Rettungsdienst-Symposium: Viel Praxis und kritische Fragen
Praxisnah, wissenschaftlich fundiert und aktuell: In gewohnter Qualität bot das 16. Mittelhessische Rettungsdienst-Symposium am 13. und 14. Januar ein hochkarätiges Programm. Dabei ging es nicht nur um die Berufspraxis, sondern auch um eine kritische Außereinandersetzung mit den Zukunftsfragen des Rettungsdienstes.
Fünf praxisorientierte Workshops boten am Freitag die Möglichkeit, sich für den Alltag auf dem neuesten Stand zu halten - vom Heben und Tragen über Rettungstechniken bis hin zu einer interaktiven Fallkonferenz.

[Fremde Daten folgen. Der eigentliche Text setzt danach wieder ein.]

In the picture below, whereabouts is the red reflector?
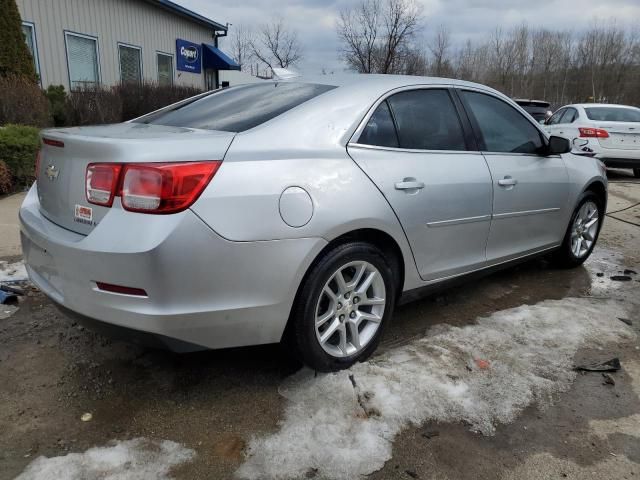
[120,160,222,214]
[85,163,122,207]
[96,282,148,297]
[42,138,64,148]
[578,127,609,138]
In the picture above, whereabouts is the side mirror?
[547,135,571,155]
[571,138,595,157]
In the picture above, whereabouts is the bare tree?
[249,17,302,70]
[337,0,422,73]
[229,25,253,71]
[429,25,452,77]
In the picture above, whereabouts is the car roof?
[274,73,499,93]
[562,103,638,110]
[513,98,551,108]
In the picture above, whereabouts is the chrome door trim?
[416,244,561,286]
[493,207,560,219]
[427,215,491,228]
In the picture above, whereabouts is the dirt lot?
[0,171,640,479]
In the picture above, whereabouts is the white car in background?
[545,103,640,178]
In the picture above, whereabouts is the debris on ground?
[0,283,24,296]
[611,275,631,282]
[0,290,18,305]
[422,430,440,440]
[474,358,491,370]
[574,357,622,372]
[0,260,29,283]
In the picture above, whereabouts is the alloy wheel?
[571,201,600,258]
[315,261,386,357]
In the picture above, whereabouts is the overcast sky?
[174,0,640,74]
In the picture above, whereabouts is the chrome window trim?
[347,143,482,155]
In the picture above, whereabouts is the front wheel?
[290,242,396,372]
[553,192,604,268]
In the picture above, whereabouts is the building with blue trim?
[16,0,240,90]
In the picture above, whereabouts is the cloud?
[175,0,640,74]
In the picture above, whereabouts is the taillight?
[33,150,42,180]
[121,161,222,213]
[85,163,122,207]
[578,128,609,138]
[86,160,222,214]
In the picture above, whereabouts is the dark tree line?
[337,0,640,106]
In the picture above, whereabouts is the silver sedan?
[20,75,607,371]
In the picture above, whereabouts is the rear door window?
[358,101,400,147]
[136,82,336,132]
[387,89,467,150]
[462,91,543,154]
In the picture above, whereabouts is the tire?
[287,241,397,372]
[552,191,604,268]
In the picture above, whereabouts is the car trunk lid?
[36,123,235,235]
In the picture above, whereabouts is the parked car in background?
[20,75,607,371]
[514,98,552,123]
[545,103,640,177]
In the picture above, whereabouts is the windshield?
[584,107,640,122]
[135,81,336,132]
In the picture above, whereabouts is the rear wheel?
[554,191,604,268]
[290,242,396,371]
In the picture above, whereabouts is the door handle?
[395,177,424,190]
[498,175,518,187]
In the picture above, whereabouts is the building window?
[64,32,100,90]
[22,22,40,76]
[156,52,173,85]
[118,43,142,83]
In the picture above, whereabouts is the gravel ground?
[0,171,640,479]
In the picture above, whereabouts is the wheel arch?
[283,228,405,338]
[582,180,607,210]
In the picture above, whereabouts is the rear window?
[136,82,336,132]
[584,107,640,122]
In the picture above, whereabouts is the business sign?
[176,38,202,73]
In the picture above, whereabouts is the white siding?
[16,0,219,90]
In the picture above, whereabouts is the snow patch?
[15,438,195,480]
[0,260,29,282]
[236,298,635,479]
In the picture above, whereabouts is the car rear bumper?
[20,188,326,351]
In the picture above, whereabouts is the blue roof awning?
[202,43,240,70]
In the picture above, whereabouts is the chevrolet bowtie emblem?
[45,165,60,181]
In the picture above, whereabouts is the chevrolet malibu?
[20,75,607,371]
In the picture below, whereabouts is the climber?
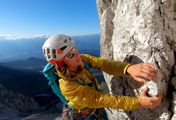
[42,35,162,120]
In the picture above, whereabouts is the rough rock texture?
[97,0,176,120]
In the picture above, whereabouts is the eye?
[67,53,75,60]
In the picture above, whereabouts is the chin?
[77,65,83,72]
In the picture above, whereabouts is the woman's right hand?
[138,88,162,109]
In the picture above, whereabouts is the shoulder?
[59,79,79,91]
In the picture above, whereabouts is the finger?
[141,69,156,79]
[141,87,148,96]
[134,77,145,84]
[142,63,156,69]
[140,72,155,81]
[150,97,161,102]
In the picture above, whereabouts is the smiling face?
[64,48,83,72]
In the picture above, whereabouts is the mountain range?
[0,35,103,119]
[0,34,100,62]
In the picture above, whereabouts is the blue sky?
[0,0,100,36]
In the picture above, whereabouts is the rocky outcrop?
[97,0,176,120]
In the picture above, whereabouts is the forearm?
[82,54,129,76]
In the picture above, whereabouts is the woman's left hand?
[127,63,157,83]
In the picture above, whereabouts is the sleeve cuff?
[123,64,132,75]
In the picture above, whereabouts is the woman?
[42,35,162,120]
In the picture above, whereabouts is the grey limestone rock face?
[96,0,176,120]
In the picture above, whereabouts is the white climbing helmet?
[42,35,75,64]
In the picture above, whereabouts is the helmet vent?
[64,39,67,43]
[52,49,56,58]
[60,46,67,51]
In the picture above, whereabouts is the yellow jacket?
[59,54,139,110]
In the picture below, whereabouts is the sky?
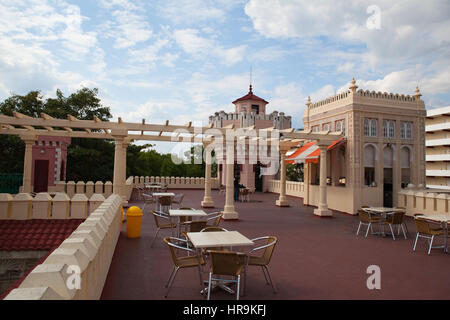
[0,0,450,149]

Am Samstag standen Fachvorträge auf dem Programm. In der Auseinandersetzung mit aktuellen Themen der Notfallversorgung im Kontext der Strukturveränderungen (Dr. Simon Little; Dr. Andre Gnirke) wurde deutlich, dass "Weiter so" keine angemessene Antwort des Systems Rettungsdienst darstellt. Den gesteigerten Anforderungen müsse durch neue Konzepte begegnet werden.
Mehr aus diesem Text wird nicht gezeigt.